Recycle, repurpose, reuse
Recycle, repurpose, reuse … is the mantra heard loud and clear from the Kripke Enterprise family.
In keeping with that philosophy, Earth Day, April 22, will be a time for the community to celebrate with them. Kripke is hosting day-long festivities including a live 104.7 WIOT radio broadcast, free lunch, and free prizes. “We are also offering the highest prices of the year to those who bring in their obsolete metal items to recycle,” promised Andy Golding, Kripke’s chief strategy officer.
The company has been open to consumer recycling for the past two years. The public can bring unwanted aluminum, copper, brass and steel items such as porch furniture, cables and wires found in appliances and machines, brass faucets, and much more to receive cash for their recyclable. In fact, a booklet, “Make More Money, Kripke Insider’s Guide to Metal Recycling,” is available at company headquarters to help explain the recycling process. According to Golding, metal items have value. “Recycling keeps those metals out of landfills. People earn cash for the items they bring to recycle. Those items are segregated and sent to mills where they are used to make new items. This is a win for the environment, for the recycler, for us and for the end users,” he said.
“Our business has always been to broker scrap metal and sell it to industries who will reuse and make something else,” noted Golding. “While recycling is about keeping items out of the landfill, it is just as important to have that metal to reuse. There is not enough iron, steel, aluminum and more to make all of the stuff we want.
We have also always been a business to business recycler,” he said. “Seventy percent of all stainless steel and steel products made in the United States are from recycled steel.”
“The first month we began buying metal items from the public, we had 100 people who recycled metals. This past March, we had 1,400 people who stopped by to sell us their unused metal items,” Golding stated. “In the past two years, we have recycled 10 million pounds of metal from the public.”

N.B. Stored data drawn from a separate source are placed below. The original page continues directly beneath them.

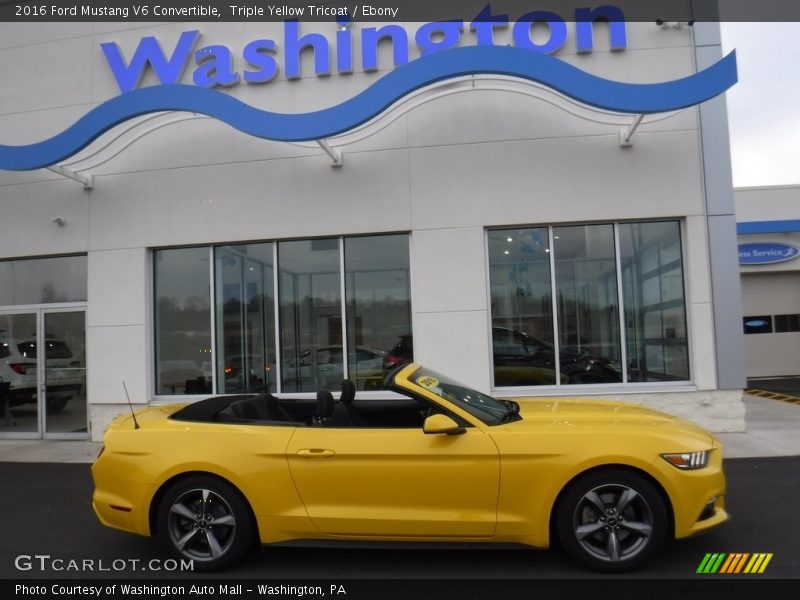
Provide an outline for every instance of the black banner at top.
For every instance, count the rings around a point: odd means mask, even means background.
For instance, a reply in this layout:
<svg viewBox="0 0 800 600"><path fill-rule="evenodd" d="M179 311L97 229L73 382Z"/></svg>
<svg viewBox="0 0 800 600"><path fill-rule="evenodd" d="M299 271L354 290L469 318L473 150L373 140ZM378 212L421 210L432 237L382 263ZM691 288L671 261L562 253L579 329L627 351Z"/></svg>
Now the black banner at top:
<svg viewBox="0 0 800 600"><path fill-rule="evenodd" d="M0 0L0 21L576 21L603 5L629 22L800 21L797 0Z"/></svg>

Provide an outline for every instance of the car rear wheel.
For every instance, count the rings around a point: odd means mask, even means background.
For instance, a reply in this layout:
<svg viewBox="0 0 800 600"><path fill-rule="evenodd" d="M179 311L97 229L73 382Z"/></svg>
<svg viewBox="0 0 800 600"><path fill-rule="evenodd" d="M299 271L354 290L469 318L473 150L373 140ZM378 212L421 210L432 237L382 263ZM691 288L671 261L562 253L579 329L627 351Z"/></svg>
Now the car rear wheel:
<svg viewBox="0 0 800 600"><path fill-rule="evenodd" d="M667 539L664 500L644 477L622 469L581 477L559 503L556 530L570 556L598 571L634 569Z"/></svg>
<svg viewBox="0 0 800 600"><path fill-rule="evenodd" d="M197 476L173 484L161 499L158 535L173 554L212 571L239 561L255 526L242 495L230 484Z"/></svg>

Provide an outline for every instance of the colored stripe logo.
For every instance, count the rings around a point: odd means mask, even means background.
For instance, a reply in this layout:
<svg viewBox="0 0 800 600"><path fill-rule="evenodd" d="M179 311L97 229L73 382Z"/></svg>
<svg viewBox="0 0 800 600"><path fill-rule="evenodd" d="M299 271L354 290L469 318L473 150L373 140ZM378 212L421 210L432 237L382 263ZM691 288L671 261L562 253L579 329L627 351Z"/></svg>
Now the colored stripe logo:
<svg viewBox="0 0 800 600"><path fill-rule="evenodd" d="M700 562L696 572L703 575L761 574L767 569L772 556L772 552L756 552L753 554L749 552L709 552Z"/></svg>

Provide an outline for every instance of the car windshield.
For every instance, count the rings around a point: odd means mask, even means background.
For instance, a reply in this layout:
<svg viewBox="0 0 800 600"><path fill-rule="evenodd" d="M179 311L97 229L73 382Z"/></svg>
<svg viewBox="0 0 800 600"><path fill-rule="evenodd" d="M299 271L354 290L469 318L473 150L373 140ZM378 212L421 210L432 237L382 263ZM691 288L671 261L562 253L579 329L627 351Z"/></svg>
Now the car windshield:
<svg viewBox="0 0 800 600"><path fill-rule="evenodd" d="M462 408L487 425L498 425L513 412L508 402L482 394L424 367L415 371L409 380Z"/></svg>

“When we opened recycling to the public our goal was to elevate the recycling metal experience to the highest level,” Golding emphasized. “Our parking lot is spotless. Everything is clearly marked, making the process easy. Everyone is greeted with a smile. We never give change, we round up to the next dollar when we pay for recycling. Everyone leaves with a piece of Bazooka bubble gum, too.”

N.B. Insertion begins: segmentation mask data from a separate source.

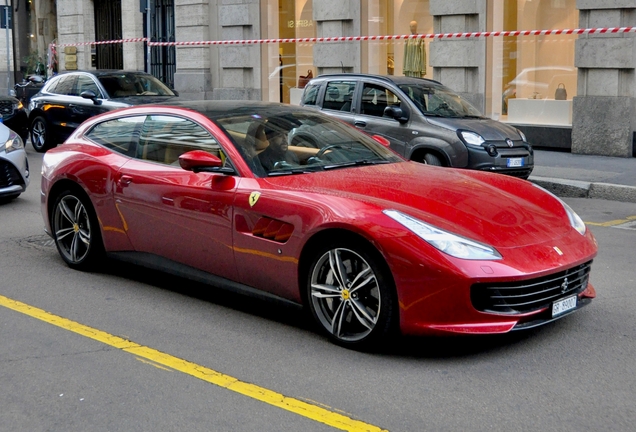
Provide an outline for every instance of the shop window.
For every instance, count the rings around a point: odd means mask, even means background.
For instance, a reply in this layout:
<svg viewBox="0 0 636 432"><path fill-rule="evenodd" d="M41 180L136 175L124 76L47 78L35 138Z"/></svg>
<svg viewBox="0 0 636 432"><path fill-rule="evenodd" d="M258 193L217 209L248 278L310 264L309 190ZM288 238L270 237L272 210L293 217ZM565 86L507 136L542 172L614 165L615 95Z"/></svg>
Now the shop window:
<svg viewBox="0 0 636 432"><path fill-rule="evenodd" d="M576 0L489 1L489 30L576 28ZM517 124L571 125L577 35L489 38L486 113ZM563 100L565 88L567 96ZM557 95L558 93L558 95Z"/></svg>

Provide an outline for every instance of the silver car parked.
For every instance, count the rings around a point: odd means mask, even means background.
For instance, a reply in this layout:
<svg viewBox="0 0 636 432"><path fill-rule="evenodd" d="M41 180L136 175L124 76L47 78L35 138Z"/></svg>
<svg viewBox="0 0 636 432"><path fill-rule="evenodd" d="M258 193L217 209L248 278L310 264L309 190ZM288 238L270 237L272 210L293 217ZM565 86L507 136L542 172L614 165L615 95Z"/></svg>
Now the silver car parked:
<svg viewBox="0 0 636 432"><path fill-rule="evenodd" d="M8 201L29 185L29 162L22 138L2 123L0 143L0 201Z"/></svg>

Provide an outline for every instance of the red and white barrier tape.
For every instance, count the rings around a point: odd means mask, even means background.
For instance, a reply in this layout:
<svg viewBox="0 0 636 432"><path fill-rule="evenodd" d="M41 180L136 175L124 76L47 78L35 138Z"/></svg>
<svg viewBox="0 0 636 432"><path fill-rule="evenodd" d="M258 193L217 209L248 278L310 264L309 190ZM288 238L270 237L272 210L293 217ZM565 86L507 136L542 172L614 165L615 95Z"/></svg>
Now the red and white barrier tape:
<svg viewBox="0 0 636 432"><path fill-rule="evenodd" d="M612 34L634 33L636 27L605 27L586 29L558 29L558 30L510 30L510 31L486 31L472 33L430 33L419 35L384 35L384 36L335 36L312 38L285 38L285 39L246 39L246 40L214 40L214 41L189 41L189 42L153 42L148 38L130 38L111 41L78 42L69 44L51 44L58 47L81 45L104 45L123 42L148 42L150 46L201 46L201 45L256 45L271 43L297 43L297 42L357 42L357 41L387 41L405 39L471 39L498 36L548 36L548 35L580 35L580 34Z"/></svg>

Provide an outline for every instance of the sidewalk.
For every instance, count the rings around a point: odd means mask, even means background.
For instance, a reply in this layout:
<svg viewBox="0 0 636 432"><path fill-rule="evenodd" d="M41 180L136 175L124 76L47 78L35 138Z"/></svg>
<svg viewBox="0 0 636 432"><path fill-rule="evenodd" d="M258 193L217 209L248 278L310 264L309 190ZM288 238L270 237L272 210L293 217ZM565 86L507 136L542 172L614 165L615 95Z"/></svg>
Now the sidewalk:
<svg viewBox="0 0 636 432"><path fill-rule="evenodd" d="M535 150L529 180L561 197L636 203L636 158Z"/></svg>

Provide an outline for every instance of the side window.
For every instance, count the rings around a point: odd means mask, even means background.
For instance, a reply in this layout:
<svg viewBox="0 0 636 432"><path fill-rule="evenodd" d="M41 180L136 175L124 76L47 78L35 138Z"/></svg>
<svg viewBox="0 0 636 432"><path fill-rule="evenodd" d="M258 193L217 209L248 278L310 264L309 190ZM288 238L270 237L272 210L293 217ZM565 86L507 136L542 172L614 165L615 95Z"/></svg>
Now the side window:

Convenient hours for public recycling are Monday through Friday from 8 am to 4:30 pm with a 6:30 pm closing on Wednesday; and Saturday from 8 to 11:30 am. “We want to give people as much opportunity to come here as possible. We also want people to leave here with air in their tires and money in their pockets. Everyone wins when they recycle metals here. The recyclers earn cash, we get much-needed metal that we sell to people who make stuff and, best of all, none of this goes into a landfill!”
Recycle, repurpose, reuse have been every day phrases for Kripke company personnel long before they became popular buzz words and they continue to resound today.